Monday, March 25, 2013 at 7:28 am by

Last week, a historic trial challenging the NYPD’s practice of stopping and frisking almost exclusively people of color in New York City got underway.  Allies of Communities United for Police Reform packed the courtroom and hundreds filled overflow rooms to watch the realities of life under the NYPD in their neighborhoods and city be brought to light in federal court.

The trial was, as described by plaintiff’s attorney Darius Charney, 14 years in the making, with its roots in challenges to the police department’s policies after the shooting of Amadou Diallo.

On Monday March 18, both sides presented their opening arguments, with the plaintiffs laying out the evidence to come showing that the NYPD has engaged in a longstanding pattern and practice of unconstitutional and race-based stops.

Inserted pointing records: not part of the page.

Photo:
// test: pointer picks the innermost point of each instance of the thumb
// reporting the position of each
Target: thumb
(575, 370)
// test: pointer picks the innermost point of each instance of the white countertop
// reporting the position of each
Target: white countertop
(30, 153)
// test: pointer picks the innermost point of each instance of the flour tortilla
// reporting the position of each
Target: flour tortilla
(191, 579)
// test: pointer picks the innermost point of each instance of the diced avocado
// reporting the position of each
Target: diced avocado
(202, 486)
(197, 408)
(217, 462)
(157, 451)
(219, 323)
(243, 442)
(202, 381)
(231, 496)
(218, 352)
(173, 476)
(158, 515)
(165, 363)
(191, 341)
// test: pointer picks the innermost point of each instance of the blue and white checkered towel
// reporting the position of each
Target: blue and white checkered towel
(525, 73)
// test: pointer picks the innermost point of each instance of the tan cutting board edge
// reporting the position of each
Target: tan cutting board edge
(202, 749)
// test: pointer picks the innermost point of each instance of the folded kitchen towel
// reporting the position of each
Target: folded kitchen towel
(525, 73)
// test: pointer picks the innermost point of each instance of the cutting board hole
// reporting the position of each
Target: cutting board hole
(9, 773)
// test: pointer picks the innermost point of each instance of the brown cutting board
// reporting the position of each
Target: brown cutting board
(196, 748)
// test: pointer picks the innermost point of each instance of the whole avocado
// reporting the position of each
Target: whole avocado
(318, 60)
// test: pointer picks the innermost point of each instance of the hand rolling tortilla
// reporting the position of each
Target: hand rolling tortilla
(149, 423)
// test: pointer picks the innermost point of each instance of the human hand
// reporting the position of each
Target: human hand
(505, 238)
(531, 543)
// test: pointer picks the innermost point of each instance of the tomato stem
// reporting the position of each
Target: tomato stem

The central legal claims of the plaintiffs are (1) that the NYPD has a policy or practice of stopping people without the reasonable suspicion that the Fourth Amendment requires and (2) that the NYPD stops people on the basis of race in violation of the Equal Protection Clause of the 14th Amendment and Title VI.

The evidence supporting these claims is too voluminous to cover here, but several particular pieces stood out. In a meeting with NY State Senator Eric Adams, NYPD Police Chief Ray Kelly said the stop and frisk policy was designed to make young black and latino men afraid that they would be stopped wherever they left their buildings, so that “they would leave their guns at home.”